Материализм прошлого века был преимущественно механическим, потому что из всех естественных наук к тому времени достигла известной законченности только механика, и именно только механика твердых тел (земных и небесных), короче—механика тяжести. Химия существовала еще в наивной форме, основанной на теории флогистона. Биология была еще в пеленках: растительный и животный организм был исследован лишь о самых грубых чертах, его объясняли чисто механическими причинами. В глазах материалистов XVIII века человек был машиной так же, как животное в глазах Декарта. Это применение исключительно масштаба механики к процессам химического и органического характера — в области которых механические законы хотя ч продолжают действовать, но отступают на задний план перед другими, более высокими законами,—составляет первую своеобразную, но неизбежную тогда ограниченность классического французского материализма.

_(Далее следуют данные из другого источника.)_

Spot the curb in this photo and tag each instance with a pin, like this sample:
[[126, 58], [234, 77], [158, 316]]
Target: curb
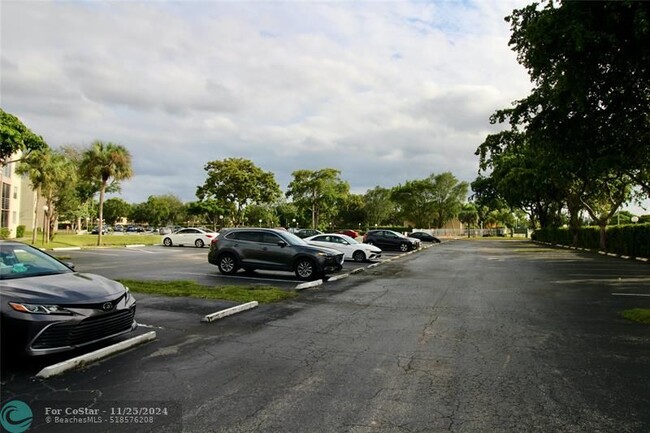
[[588, 250], [309, 284], [83, 360], [229, 311], [339, 277]]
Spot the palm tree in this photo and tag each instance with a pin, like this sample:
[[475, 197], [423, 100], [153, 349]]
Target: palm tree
[[50, 172], [107, 164]]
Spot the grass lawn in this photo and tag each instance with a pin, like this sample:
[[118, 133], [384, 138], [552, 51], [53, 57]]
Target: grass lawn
[[641, 315], [62, 240], [191, 289]]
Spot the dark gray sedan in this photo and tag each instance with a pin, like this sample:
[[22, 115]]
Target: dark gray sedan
[[47, 307]]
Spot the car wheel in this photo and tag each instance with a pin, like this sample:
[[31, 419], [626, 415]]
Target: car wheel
[[227, 264], [305, 269]]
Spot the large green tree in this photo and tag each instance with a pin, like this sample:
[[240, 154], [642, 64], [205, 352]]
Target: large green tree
[[379, 206], [585, 126], [235, 183], [116, 208], [320, 191], [448, 197], [590, 65], [15, 137], [107, 164], [415, 200]]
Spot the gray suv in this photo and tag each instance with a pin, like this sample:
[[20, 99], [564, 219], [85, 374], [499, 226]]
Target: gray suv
[[271, 249]]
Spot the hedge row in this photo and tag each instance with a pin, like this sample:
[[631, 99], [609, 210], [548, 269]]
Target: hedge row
[[629, 240]]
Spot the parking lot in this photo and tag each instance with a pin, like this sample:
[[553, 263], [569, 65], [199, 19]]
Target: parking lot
[[182, 263], [476, 329], [173, 318]]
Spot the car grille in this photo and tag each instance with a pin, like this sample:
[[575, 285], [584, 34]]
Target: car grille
[[88, 330]]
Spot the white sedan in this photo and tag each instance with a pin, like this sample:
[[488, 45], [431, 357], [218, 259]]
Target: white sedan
[[189, 236], [352, 249]]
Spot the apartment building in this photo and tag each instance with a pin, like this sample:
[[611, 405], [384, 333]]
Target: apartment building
[[17, 201]]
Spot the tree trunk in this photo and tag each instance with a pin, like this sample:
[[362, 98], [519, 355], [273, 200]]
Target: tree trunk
[[100, 224], [35, 218]]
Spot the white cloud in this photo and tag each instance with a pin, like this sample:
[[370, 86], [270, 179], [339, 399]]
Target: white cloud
[[383, 91]]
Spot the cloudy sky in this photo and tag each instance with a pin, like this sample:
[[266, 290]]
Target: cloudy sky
[[384, 91]]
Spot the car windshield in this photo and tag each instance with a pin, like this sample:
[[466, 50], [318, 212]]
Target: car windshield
[[350, 240], [23, 261]]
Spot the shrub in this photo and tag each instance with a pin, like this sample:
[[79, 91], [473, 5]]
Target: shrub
[[629, 240]]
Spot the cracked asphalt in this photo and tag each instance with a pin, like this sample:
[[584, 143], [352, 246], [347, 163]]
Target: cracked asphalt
[[468, 336]]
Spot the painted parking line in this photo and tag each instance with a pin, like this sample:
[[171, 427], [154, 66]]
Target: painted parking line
[[234, 277], [84, 360]]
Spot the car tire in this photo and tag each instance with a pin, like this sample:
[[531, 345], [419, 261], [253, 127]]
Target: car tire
[[227, 264], [305, 269]]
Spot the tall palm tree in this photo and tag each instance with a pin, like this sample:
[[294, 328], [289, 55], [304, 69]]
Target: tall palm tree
[[107, 164], [50, 172]]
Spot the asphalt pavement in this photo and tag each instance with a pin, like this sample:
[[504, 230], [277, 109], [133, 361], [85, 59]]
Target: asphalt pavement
[[468, 336]]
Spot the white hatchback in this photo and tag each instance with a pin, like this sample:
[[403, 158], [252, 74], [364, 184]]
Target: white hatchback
[[352, 249], [189, 236]]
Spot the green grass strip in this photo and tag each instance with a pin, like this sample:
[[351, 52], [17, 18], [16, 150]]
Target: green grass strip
[[191, 289], [640, 315]]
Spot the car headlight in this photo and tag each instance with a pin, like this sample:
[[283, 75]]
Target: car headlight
[[38, 308]]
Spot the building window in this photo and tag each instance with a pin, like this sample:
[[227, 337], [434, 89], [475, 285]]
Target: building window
[[4, 205]]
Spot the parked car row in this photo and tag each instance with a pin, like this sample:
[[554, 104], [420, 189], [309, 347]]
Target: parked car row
[[47, 307], [271, 249], [199, 237]]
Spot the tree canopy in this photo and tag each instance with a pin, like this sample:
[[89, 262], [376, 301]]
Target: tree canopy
[[15, 136], [235, 183], [585, 127]]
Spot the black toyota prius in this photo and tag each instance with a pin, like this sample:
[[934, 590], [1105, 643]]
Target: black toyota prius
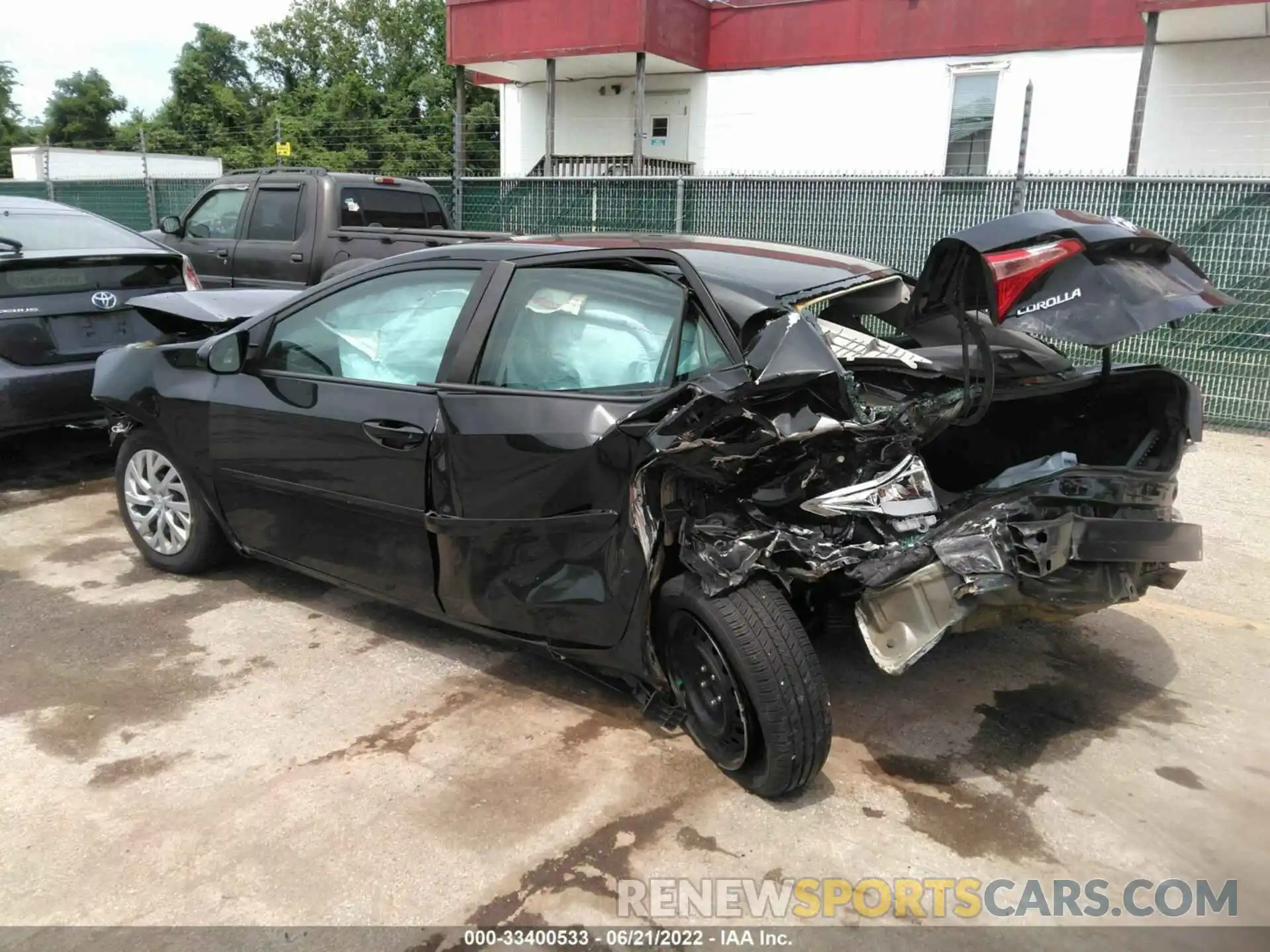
[[679, 460], [67, 280]]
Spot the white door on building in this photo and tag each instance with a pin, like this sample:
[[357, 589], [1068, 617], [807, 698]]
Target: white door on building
[[666, 126]]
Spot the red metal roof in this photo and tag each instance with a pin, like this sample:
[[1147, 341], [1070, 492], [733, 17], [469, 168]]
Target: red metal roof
[[755, 34]]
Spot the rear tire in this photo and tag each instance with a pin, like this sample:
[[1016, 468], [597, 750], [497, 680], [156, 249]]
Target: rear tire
[[763, 715], [163, 512]]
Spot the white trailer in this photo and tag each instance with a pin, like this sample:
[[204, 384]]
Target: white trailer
[[40, 163]]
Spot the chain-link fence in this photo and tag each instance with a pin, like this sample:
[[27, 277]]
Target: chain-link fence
[[1223, 222]]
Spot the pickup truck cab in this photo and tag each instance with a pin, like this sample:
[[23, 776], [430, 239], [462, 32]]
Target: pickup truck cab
[[287, 227]]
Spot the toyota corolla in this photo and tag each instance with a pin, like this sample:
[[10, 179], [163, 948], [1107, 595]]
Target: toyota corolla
[[677, 461]]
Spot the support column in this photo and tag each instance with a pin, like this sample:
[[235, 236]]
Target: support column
[[456, 188], [638, 146], [1140, 106], [549, 158]]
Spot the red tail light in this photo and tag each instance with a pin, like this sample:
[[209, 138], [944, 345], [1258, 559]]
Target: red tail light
[[1014, 270], [187, 270]]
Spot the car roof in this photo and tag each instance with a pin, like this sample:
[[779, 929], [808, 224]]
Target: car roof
[[23, 206], [746, 276]]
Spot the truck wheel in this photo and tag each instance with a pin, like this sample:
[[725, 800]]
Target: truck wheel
[[745, 670], [352, 264], [164, 514]]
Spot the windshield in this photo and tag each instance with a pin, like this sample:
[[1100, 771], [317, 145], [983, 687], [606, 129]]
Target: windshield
[[65, 231]]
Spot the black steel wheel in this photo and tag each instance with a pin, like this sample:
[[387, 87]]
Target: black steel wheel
[[749, 682], [705, 686]]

Вторая своеобразная ограниченность этого материализма заключалась в неспособности его понять мир как процесс, как такую материю, которая находится в непрерывном историческом развитии. Это соответствовало тогдашнему состоянию естествознания и связанному с ним метафизическому, то есть антидиалектическому, методу философского мышления. Природа находится в вечном движении; это знали и тогда. Но по тогдашнему представлению, это движение столь же вечно вращалось в одном и том же круге и таким образом оставалось, собственно, на том же месте: оно всегда приводило к одним и тем же последствиям. Такое представление было тогда неизбежно. Кантовская теория возникновения солнечной системы тогда только что появилась и казалась еще лишь простым курьезом. История развития Земли, геология, была еще совершенно неизвестна, а мысль о том, что нынешние живые существа являются результатом продолжительного развития от простого к сложному, вообще еще не могла тогда быть выдвинута наукой. Не-исторический взгляд на природу был, следовательно, неизбежен. И этот недостаток тем меньше можно поставить в вину философам XVIII века, что его не чужд даже Гегель. У Гегеля природа, как простое “отчуждение” идеи, не способна к развитию во времени; она может лишь развертывать свое многообразие в пространстве, и, таким образом, осужденная на вечное повторение одних и тех же процессов, она выставляет одновременно и одну рядом с другой все заключающиеся в ней ступени развития. И эту бессмыслицу развития в пространстве, но вне времени,— которое является основным условием всякого развития,— Гегель навязывал природе как раз в то время, когда уже достаточно были разработаны и геология, и эмбриология, и физиология растений и животных, и органическая химия, и когда на основе этих новых наук уже повсюду зарождались гениальные догадки, предвосхищавшие позднейшую теорию развития (например, Гёте и Ламарк). Но так повелевала система, и в угоду системе метод должен был изменить самому себе.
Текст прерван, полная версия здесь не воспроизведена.